NetGain just updated their prices on their website to increase 160% ... (ONE HUNDRED AND SIXTY PERCENT PRICE RAISE)

*The Warp9 was $1,750 it is now $4,650!!  and as usual -of course- they do not include a controller. *

The Warp 11 is now $8,000, it was less than $4,000 

Are they forcing the EV community to go for their SRIPM kits? For about $5K you get their motor and controller.

*If they want to extinguish a good old master piece motor because DC Series is only 88% efficient*... some 5 to 8 points below their new motor, then *they should sell all of them at a lower cost, not otherwise*. Yes, DC Series require maintenance, but if you avoid the Zillas HV at full power and monitor RPM and heat, this motors can be maintenance free for about 8 to 10 years.

Meanwhile ICE Motors are still 20-25% efficient and they are still on production and sadly they will be around for many years.

Q: "*Who killed the Electric Car* Conversion business now?" 
A: NetGain




















Best regards,

ekthor
Mexican EV Builder
🇲🇽


----------



## MattsAwesomeStuff (Aug 10, 2017)

Netgain don't make anything. They buy (maybe to spec) motors made by others. Surely their cost to order those motors has skyrocketed.

I doubt they just woke up one day and decided to crank prices from $1700 up to $4000.

That said, I haven't heard of anyone buying one of their DC motors in... years. For the cost of one of their motors you could buy an entire used EV.


----------



## ekthor (Sep 1, 2012)

You are right Matt, Warfield make those DC motors, in words of their own CEO George Hamstra

In any case, the question is still: why in the world, nobody is making those motors? I love their simplicity and their Controller-independence, this motors are beautiful, I still use and sell AMD 9" DC Series motors, got a batch years ago. As you know when used in pairs, this motors can act as a single unit, providing more RPM or More Torque, depending on how you connect them: Series/ Series, Parallel/Parallell, S/P, or P/S, so you gain a free "e-gear", something no single AC motor pair can do.

See
General Electric DC Motors: gone forever since 12 years or more. I used several 9" and 6.7" motors, they were great.
Advanced DC Motors a.k.a.

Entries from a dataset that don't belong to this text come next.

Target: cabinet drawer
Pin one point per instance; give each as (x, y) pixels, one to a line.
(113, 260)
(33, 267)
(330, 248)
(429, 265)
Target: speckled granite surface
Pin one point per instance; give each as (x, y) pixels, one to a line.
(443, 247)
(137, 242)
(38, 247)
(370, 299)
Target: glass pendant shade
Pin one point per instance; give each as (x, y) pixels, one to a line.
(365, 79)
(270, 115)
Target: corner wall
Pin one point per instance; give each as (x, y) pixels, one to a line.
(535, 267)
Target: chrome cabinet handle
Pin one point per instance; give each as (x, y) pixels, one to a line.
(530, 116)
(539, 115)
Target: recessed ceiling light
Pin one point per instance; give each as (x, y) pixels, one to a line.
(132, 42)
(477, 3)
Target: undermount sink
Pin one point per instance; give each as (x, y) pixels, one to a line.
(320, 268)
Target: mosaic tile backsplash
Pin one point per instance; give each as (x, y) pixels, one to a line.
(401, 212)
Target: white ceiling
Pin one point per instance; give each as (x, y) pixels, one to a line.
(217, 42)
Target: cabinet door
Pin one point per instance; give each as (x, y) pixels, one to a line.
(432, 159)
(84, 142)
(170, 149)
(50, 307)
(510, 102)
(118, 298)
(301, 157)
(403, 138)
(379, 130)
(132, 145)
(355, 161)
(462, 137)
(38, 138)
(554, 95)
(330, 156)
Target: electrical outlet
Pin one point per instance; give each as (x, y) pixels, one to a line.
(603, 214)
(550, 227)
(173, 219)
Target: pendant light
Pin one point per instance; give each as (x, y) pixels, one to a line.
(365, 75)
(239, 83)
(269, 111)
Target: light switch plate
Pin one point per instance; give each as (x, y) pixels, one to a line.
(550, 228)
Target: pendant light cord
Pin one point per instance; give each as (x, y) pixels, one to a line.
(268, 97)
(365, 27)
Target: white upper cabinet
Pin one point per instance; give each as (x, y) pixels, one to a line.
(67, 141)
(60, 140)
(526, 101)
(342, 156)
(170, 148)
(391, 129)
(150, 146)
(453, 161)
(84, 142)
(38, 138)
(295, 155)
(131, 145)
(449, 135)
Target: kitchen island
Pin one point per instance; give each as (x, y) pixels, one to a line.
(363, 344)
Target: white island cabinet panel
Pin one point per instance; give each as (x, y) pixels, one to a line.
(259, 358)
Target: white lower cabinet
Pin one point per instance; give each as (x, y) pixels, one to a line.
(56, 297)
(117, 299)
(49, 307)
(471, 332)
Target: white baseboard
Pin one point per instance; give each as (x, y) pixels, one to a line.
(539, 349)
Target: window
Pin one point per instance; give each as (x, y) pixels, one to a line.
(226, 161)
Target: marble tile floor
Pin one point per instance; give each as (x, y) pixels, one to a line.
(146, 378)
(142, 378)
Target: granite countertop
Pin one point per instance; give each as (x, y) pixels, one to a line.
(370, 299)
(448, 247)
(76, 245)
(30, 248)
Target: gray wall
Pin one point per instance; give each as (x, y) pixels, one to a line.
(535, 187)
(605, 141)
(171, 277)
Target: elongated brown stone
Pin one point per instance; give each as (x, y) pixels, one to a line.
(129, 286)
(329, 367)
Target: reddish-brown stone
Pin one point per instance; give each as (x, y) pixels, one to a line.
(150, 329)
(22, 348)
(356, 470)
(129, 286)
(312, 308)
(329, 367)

AMD: gone forever, not in production
"NetGain" (Warfield): almost gone, not sold in stores anymore
Kostov: ? This guys offer interpoles, nice to have and test, but they are far in Europe.
D&D: too small motors for a mid-size car
Any other brand? you name it please.

My question again: why the industry is not making them anymore? Efficiency? Maintenance? Even AC motors need maintenance: they have encoder issues, some do not rotate as expected and AC motors are tied/married to a controller brand most of the time, with a few exceptions using Open Source Controllers like P&S, etc.

I got a call from an engineering company yesterday who wants to replicate DC Series and AC motors, I will not let this motors die. HPEVS is better IMO but expensive too.

I just arrived from a Rally, the 8th edition of the Mayan Rally in Cancun area Mexico, using 1 x AMD 9" motor, with 200 mile range in my 2002 classic beetle, no regen... not a problem the car can coast freely, I just miss regen at breaking the car, not all the time. I drove the car more than 1200kms in 4 stages, the only EV among 120 classic cars from the 20's, 30's, 40's.. up to 70's

I showed CRUISE CONTROL, a very comfortable way to drive, using a nice home-made circuit that disconnects itself by pressing the break pedal
I showed RPM monitor, with indicators to the driver to shift gear at 3,500RPM, I could alarm the driver if the motor goes 7000RPM using the classic "check engine" light bulb.
I showed ECO Mode
I showed Turtle Mode at low battery
The rally was in a very hot area, I was prepared to turn on air fans in both the Motor and controller, they ran "fresh" all the time, my air cooling techniques were enough.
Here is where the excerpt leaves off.